James, I got this from the site you offered:
The calculation of the DMI is fairly complex, and consists of three lines:
+DI: current positive directional index, the range of highs divided by the price range over the last day and previous close, smoothed over a given number of periods. -DI: current negative directional index, the range of lows divided by the price range over the last day and previous close, smoothed over a given number of periods. ADX: modified moving average of the difference of +DI and -DI divided by the sum of +DI and -DI, multiplied by 100.
I'm trying to interpret this stuff. Is this how you think it translates mathematically?
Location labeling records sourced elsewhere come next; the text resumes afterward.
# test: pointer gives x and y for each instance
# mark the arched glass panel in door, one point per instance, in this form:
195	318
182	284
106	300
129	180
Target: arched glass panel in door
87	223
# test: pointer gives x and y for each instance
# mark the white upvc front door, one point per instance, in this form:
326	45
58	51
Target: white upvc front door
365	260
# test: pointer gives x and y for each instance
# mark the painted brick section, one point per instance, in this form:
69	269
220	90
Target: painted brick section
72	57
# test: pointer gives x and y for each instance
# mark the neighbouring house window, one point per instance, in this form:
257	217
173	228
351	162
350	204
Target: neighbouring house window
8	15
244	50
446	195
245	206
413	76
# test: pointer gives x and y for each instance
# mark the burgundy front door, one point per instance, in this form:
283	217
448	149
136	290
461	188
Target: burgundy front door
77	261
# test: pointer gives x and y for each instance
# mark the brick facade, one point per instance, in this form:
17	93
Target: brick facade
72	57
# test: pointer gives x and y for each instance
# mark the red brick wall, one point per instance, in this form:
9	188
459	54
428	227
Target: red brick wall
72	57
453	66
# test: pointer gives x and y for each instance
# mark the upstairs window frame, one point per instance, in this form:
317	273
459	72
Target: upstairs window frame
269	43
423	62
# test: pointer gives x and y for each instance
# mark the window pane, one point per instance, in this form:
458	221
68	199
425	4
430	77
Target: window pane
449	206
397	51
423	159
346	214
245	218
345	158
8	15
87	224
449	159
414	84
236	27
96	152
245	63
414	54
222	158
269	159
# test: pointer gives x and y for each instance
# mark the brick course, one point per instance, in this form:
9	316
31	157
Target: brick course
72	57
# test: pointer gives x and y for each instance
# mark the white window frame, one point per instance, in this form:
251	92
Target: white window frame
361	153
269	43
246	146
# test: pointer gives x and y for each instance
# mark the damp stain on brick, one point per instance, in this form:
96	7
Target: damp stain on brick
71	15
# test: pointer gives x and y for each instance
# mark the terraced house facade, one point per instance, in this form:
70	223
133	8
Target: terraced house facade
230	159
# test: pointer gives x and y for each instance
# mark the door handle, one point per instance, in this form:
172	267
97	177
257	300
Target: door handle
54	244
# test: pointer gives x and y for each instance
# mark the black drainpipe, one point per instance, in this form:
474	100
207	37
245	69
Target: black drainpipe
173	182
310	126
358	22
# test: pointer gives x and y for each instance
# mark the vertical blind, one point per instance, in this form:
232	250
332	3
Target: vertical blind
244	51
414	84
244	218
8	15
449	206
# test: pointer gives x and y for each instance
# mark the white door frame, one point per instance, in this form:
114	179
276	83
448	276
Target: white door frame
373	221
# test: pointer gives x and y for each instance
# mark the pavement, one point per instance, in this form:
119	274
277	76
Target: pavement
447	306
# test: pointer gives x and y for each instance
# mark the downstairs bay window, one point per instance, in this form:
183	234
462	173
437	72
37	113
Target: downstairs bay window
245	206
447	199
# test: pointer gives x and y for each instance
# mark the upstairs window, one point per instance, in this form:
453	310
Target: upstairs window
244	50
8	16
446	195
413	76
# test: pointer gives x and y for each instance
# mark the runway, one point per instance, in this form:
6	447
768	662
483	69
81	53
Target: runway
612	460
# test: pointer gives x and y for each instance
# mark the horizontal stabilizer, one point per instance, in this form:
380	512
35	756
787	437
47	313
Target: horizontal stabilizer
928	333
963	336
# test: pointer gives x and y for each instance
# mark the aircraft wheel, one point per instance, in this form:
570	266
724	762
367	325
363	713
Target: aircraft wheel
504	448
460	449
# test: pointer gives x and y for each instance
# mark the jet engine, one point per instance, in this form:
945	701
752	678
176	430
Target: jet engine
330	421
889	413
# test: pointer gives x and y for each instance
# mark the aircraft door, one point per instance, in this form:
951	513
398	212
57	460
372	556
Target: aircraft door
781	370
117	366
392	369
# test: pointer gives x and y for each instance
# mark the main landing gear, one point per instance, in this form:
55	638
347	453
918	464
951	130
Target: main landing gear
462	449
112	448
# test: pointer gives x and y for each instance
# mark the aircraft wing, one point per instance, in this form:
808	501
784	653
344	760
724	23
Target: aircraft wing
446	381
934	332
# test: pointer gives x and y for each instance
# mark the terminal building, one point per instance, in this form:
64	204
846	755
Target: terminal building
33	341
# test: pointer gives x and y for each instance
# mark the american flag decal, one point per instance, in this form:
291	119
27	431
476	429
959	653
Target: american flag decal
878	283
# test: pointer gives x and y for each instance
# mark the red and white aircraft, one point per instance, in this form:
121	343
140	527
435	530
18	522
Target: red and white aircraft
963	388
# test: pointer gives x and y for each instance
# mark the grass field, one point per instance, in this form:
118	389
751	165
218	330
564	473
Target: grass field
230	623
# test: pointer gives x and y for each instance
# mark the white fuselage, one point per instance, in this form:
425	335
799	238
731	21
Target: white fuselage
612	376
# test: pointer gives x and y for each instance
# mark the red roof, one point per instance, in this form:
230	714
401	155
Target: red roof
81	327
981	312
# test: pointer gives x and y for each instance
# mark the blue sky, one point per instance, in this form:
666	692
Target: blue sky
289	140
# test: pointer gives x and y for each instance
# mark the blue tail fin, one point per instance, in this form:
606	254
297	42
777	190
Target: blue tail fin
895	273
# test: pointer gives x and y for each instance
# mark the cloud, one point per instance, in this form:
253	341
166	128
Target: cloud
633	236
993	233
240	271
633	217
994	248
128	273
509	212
+DI: ABS(Ph(t)-Ph(t-1))/ABS(Pc(t)-Pc(t-1)), smoothed, where Ph(t) is the high price in period t, Pc(t) is the closing price in period t, and ABS stands for absolute value, i.e., ignore minus signs.
-DI: ABS(Pl(t)-Pl(t-1)/ABS(Pc(t)-Pc(t-1)), smoothed, were Pl(t) is the low price in period t.
ADX: Form the ratio of the difference +DI and -DI over the sum of +DI and -DI, then smooth and take moving average.
Is this your interpretation or am I missing something? Also, do you have any notion of the number of periods to use for the smoothing?